Kriterien Baukindergeld

    • (1) 24.06.18 - 00:51
      Inaktiv

      Hallo,
      heute kam ja überall in den Nachrichten, dass das Baukindergeld nun wohl doch nicht für alle Eltern kommt, sondern an bestimmte Kriterien gekoppelt ist.
      Diese sollen sein:
      Haushaltseinkommen bis max. 75tsd Euro pro Jahr (+15000 Euro Freibetrag pro Kind)
      und
      Wohnfläche des Hauses bei Eltern mit max. 2 Kindern max. 120qm und pro weiteres Kind 10qm mehr.

      Wie findet ihr die Kriterien und welche würdet ihr ggf. gerechter finden?

      Ich persönlich denke, dass diese Kriterien besonders für sehr kinderreiche Familien unfair sind.
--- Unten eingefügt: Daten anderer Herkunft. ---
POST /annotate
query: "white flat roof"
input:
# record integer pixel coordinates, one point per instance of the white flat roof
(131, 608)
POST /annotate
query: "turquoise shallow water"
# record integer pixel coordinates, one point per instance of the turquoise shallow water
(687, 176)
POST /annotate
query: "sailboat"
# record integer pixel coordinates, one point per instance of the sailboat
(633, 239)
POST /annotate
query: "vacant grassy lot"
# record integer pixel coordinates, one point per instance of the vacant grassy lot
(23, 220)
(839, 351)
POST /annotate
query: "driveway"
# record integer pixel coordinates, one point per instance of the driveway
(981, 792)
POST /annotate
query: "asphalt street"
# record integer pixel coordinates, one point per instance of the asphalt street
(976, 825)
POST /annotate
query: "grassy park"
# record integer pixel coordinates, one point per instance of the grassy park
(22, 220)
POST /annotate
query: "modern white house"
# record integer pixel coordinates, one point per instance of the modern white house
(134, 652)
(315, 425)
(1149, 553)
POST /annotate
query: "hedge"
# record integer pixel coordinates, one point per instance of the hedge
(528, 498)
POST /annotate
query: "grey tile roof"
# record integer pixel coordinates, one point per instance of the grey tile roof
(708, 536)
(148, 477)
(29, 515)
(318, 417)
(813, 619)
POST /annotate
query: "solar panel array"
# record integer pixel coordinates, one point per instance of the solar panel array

Ob 120qm für 4 Personen viel oder wenig sind, darüber lässt sich streiten aber die 10qm pro weitem Kind reichen meiner Ansicht nach nicht aus. Denn man braucht ja dann nicht nur tendenziell ein Kinderzimmer mehr, sondern auch mehr Platz am Esstisch, auf dem Sofa, in Schränken u.ä. da sind 10qm dann schnell "weg".

      • Wir haben auch auf das Baukindergeld gehofft aber das ist mit der Quadratmeterbeschränkung wohl passé. Mir persönlich wären 130qm mit 3 Kindern viel zu klein. Und da ich nicht gerne in einer Streichholzschachtel wohnen möchte, verzichte ich gerne darauf.

        Noch gar nicht berücksichtigt wurde ein notwendiges Arbeitszimmer. Mein Mann und ich brauchen beide eins, also ein gemeinsames. Da müsste es eigentlich weiteren Spielraum geben. Und mir ist nicht klar, ob oder inwiefern der Keller mitzählt bzw. wie das mit weiteren Nutzflächen ist.

        ,Ungerecht‘ ist das jetzt auch für Familien, die Bestand auf dem Land kaufen. Da sind die Häuser oft größer. Und wahrscheinlich werden in nächster Zeit viele Häuser gebaut, die gerade noch so in die zulässige Quadratmeteranzahl reinfallen.

        Am Beispiel Baukindergeld sieht man, wie Politik funktioniert. Erst große Wahlversprechen machen, dann ist es immer zu teuer und es werden irgendwelche willkürlichen Begrenzungen gesetzt. An der Höhe und am Einkommen konnte man schlecht noch rütteln, das war ja schon im Koalitionsvertrag vereinbart. Und alle können sich brüsten mit einer ,erfolgreichen‘ Familienförderung.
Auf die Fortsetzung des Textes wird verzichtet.